Church columnist: The Bible builds better communities

Norm Fields - Contributing columnist

Norm Fields

Contributing columnist

There is a great deal revealed in the Bible about how people are supposed to relate to each other. Despite the Bible’s many detractors, not many will argue against the wisdom of “The Golden Rule” (Matthew 7:12), and similar passages. I have even read books on business ethics that appeal to “The Golden Rule” for the standard of conducting ethical business.

Think about what a difference it would make in our local community if the majority of people conducted their daily affairs, and interacted with those around them, by this one rule.

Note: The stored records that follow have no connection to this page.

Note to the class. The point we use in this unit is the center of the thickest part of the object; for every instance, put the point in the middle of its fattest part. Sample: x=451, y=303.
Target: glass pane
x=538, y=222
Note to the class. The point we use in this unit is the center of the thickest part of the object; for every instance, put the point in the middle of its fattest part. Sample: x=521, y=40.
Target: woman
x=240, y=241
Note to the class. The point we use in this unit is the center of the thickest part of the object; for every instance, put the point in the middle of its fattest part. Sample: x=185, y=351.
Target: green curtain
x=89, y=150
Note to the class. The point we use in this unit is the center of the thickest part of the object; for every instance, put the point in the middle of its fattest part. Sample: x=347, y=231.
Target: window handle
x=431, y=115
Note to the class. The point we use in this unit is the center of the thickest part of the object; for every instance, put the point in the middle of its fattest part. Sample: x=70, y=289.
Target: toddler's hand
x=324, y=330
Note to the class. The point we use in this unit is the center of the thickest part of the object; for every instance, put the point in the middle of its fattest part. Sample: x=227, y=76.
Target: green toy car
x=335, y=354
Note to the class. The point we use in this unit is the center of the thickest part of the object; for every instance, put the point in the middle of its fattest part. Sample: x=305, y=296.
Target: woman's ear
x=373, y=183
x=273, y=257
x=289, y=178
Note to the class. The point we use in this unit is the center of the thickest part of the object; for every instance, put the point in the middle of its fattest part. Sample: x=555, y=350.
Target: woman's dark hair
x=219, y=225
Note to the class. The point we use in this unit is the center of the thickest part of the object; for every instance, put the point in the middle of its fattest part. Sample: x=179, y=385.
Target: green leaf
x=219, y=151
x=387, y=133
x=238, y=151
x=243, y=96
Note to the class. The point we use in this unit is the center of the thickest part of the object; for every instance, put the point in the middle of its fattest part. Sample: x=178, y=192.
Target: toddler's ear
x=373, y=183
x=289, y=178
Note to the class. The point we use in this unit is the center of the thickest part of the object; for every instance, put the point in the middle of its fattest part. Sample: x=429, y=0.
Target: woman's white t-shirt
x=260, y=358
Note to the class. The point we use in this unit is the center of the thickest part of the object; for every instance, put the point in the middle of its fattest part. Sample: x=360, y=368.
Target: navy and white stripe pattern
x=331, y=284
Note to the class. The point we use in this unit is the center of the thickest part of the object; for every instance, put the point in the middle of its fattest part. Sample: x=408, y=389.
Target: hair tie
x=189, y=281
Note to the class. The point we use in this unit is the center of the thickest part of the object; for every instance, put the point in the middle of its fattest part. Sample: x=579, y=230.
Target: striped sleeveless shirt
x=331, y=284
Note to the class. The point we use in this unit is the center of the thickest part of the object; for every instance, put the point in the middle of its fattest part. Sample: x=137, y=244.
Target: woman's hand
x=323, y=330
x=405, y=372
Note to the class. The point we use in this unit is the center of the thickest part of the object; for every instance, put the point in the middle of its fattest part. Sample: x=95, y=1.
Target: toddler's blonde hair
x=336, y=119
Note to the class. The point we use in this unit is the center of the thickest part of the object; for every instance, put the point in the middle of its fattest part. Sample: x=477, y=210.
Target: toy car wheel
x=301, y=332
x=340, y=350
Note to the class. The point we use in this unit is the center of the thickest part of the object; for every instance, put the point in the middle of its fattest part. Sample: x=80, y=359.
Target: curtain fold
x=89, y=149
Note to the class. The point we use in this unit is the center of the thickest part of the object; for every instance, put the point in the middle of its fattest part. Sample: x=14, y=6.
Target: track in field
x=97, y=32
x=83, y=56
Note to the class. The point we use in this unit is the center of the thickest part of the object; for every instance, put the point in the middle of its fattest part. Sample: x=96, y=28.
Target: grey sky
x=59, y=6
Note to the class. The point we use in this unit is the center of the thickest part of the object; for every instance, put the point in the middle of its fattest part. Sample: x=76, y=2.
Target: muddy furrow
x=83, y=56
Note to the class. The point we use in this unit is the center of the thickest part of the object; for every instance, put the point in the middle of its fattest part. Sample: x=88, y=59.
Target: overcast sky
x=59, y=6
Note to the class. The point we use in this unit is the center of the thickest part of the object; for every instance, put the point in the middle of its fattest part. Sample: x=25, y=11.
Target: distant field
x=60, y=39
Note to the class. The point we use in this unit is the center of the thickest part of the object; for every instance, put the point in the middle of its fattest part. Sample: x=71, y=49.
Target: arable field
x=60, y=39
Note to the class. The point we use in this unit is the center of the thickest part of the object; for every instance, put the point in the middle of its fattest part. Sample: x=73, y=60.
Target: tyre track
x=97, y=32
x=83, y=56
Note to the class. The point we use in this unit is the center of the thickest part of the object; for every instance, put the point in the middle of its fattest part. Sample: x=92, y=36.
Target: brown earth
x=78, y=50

“Therefore, whatever you want men to do to you, do also to them, for this is the Law and the Prophets” (Matthew 7:12).

When Jesus said, “for this is the Law and the Prophets,” He meant that by following this one simple rule a great deal of the moral code of the Law would be fulfilled. That is, for example, when the Law said, “You shall not covet” (Exodus 20:17), just following “The Golden Rule” would take care of that.

If your manner of conduct, and the way you relate to those around you, is based on that one rule then coveting what is someone else’s would be out of the question. You wouldn’t have to worry about breaking that law, and so many others, because you wouldn’t want someone to do that to you. You wouldn’t someone to cheat and defraud you, would you? Then don’t cheat and defraud other people. It’s that simple!

Or, what about Paul’s council on how to relate to your community? How much difference would it make in our local community if the majority of people related to each other in this way, “Repay no one evil for evil. Have regard of good things in the sight of all men. If it is possible, as much as depends on you, live peaceably with all men” (Romans 12:17-18).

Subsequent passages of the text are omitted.